ABC News’ Rick Klein reports: Could the health care bill be in real trouble in the House?
The Democratic defections are starting to pile up in advance of a vote scheduled for tomorrow on sweeping health reform efforts. (That schedule could slip to Sunday or beyond, if the votes aren’t there.)
According to the National Republican Congressional Committee — which, of course, has an interest in watching this vote particularly closely — 15 House Democrats and counting are saying publicly that they’ll oppose the measure when it reaches a vote.
Democrats can afford only 40 such defections to squeak the bill through. They’d prefer to win with room to spare.
The Democrats who’ve said — either in interviews or press releases — that they’re opposing the bill include: Rep. Travis Childers (Miss.); Rep. John Adler (N.J.); Rep. Walt Minnick (Idaho); Rep. Stephanie Herseth Sandlin (S.Dak.); Rep. Suzanne Kosmas (Fla.); Rep. Frank Kratovil (Md.); Rep. Larry Kissell (N.C.); Rep. Bart Gordon (Tenn.); Rep. Dan Boren (Okla.); Rep. Jim Matheson (Utah); Rep. Michael McMahon (N.Y.); Rep. John Tanner (Tenn.); Rep. Brian Baird (Wash.); Rep. Harry Teague (N.M.); and Rep. Collin Peterson (Minn.).
House Democratic aides say the list contains no surprises so far.
Some of the Democrats’ statements leave a bit of wiggle room.
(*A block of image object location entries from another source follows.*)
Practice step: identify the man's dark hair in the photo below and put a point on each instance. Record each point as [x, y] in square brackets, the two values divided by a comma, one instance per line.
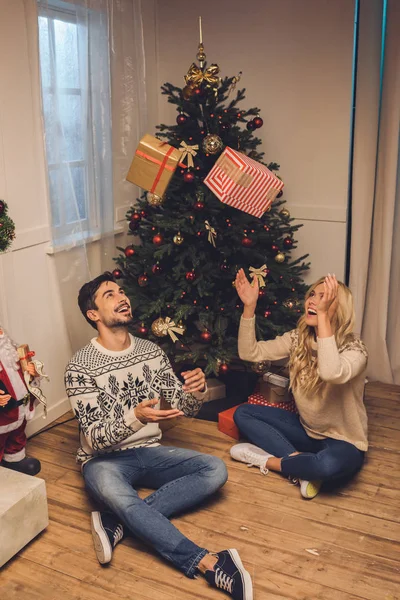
[87, 294]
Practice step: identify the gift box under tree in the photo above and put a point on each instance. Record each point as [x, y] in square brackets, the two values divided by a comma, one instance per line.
[243, 183]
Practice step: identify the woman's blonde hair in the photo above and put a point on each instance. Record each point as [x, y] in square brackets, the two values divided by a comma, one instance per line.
[303, 365]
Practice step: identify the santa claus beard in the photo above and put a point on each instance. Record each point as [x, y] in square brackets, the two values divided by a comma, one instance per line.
[8, 352]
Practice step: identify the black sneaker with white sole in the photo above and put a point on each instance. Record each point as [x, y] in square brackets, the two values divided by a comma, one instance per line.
[106, 533]
[230, 575]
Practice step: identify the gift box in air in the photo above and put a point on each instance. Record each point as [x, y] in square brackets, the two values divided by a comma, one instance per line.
[153, 165]
[243, 183]
[227, 425]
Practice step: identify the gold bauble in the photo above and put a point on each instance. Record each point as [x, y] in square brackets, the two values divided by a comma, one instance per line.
[178, 239]
[154, 200]
[157, 327]
[212, 144]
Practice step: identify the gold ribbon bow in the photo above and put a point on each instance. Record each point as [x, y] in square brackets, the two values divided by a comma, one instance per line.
[259, 274]
[188, 152]
[169, 327]
[196, 76]
[212, 234]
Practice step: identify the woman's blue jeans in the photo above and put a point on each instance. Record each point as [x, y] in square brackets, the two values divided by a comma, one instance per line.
[182, 479]
[280, 433]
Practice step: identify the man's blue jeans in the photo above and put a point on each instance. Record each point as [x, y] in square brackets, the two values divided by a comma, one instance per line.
[182, 479]
[280, 433]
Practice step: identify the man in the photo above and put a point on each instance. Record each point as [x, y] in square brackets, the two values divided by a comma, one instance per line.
[115, 384]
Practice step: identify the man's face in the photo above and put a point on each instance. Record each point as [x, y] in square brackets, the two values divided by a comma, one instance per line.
[113, 306]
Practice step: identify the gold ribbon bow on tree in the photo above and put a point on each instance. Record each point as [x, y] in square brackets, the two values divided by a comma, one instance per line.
[259, 274]
[169, 327]
[212, 234]
[188, 152]
[195, 76]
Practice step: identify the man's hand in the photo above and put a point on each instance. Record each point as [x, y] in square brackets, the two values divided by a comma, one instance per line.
[195, 381]
[4, 398]
[147, 414]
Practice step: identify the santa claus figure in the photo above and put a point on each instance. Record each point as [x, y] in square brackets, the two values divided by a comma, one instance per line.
[16, 407]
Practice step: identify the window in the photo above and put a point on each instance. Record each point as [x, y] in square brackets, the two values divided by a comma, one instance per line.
[73, 45]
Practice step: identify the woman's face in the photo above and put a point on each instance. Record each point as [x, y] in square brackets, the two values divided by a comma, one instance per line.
[312, 304]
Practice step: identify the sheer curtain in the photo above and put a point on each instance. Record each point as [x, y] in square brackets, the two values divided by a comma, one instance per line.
[375, 249]
[92, 71]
Plus — as ABC’s George Stephanopoulos is reporting — Democratic leaders are working behind the scenes to answer concerns among conservative Democrats about how the bill would handle funding for abortions.
But — keeping in mind that many members of Congress prefer to announce their intentions with their votes, not press releases — the defections suggest that reaching 218 remains a serious challenge for Democrats on the eve of the vote.
“If this bill is the political winner Nancy Pelosi claims it is, then why are Democrats fighting over who gets to vote against it?” NRCC spokesman Ken Spain said in a statement.